An evangelist's accounting
Billy Graham has always endeavored to be hound's-tooth clean about money. Early in his career he went on straight salary, * spurning the unaudited "love offerings" that used to provide income for traveling evangelists. But the Graham operation is so large and visible that there has always been intense curiosity about its finances. Lately that curiosity has deepened into outright suspicion, and to clear the air Graham's Minneapolis headquarters has issued its first full public report on finances.
The 1977 balance sheet for the Billy Graham Evangelistic Association (B.G.E.A.) and five affiliates: $38.4 million in income, $41.6 million in expenses. The gap was filled by dipping into reserve funds. The outgo is far more than the national program budget of most Protestant denominations. The totals do not include operating costs of Graham's "crusades," which are handled by local committees.
By Graham's accounting, a very respectable 89% of the budget goes for far-flung evangelism programs and only 11% for administrative overhead and fund-raising costs.
"We have nothing to hide," said Executive Vice President George M. Wilson last week. But the B.G.E.A., like many another religious organization, has been slow to divulge financial data. The reason for B.G.E.A. reluctance, Wilson explained, is fear that the "little guy," whose average $10-to-$12 gift accounts for most of the receipts, might stop giving if he thought about how many millions of dollars were flowing to Minneapolis.
Two articles published a year ago helped prod the organization to a new fiscal openness. Corporate Report, a Midwest business magazine, said that because of inadequate financial data, the Minnesota Commerce Department was looking into a B.G.E.A. gift-annuity plan, which supporters bequeath money to, and draw interest income from until they die. (After protracted negotiations, the data were provided, and the state approved the annuity sales.) The magazine also disclosed that B.G.E.A. had refused financial information requested on a voluntary basis by the state's charities division and by the Better Business Bureau; the bureau's latest report says that the B.G.E.A. does not meet its fund-raising standards because of secrecy. Even now the B.G.E.A. has no plans to cooperate.

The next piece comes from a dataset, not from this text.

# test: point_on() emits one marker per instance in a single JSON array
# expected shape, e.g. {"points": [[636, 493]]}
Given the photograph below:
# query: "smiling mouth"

Meanwhile, the Charlotte (N.C.) Observer reported that a Graham-related group, the World Evangelism and Christian Education Fund, had $22.9 million in assets and kept them "carefully shielded from public view." Well, yes and no.
Fund officials in Dallas stonewall when asked for details, but federal law requires them to file public financial summaries with the Internal Revenue Service. (The B.G.E.A. does not file, strangely enough, because it contends that it is a church rather than an interdenominational charity.) Graham told two reporters about the fund after it started in 1970, but neither he nor Wilson mentioned it when the Observer inquired about finances.
Despite the air of mystery, the fund merely continues Graham's longstanding practice of helping relief efforts and Evangelical causes around the world.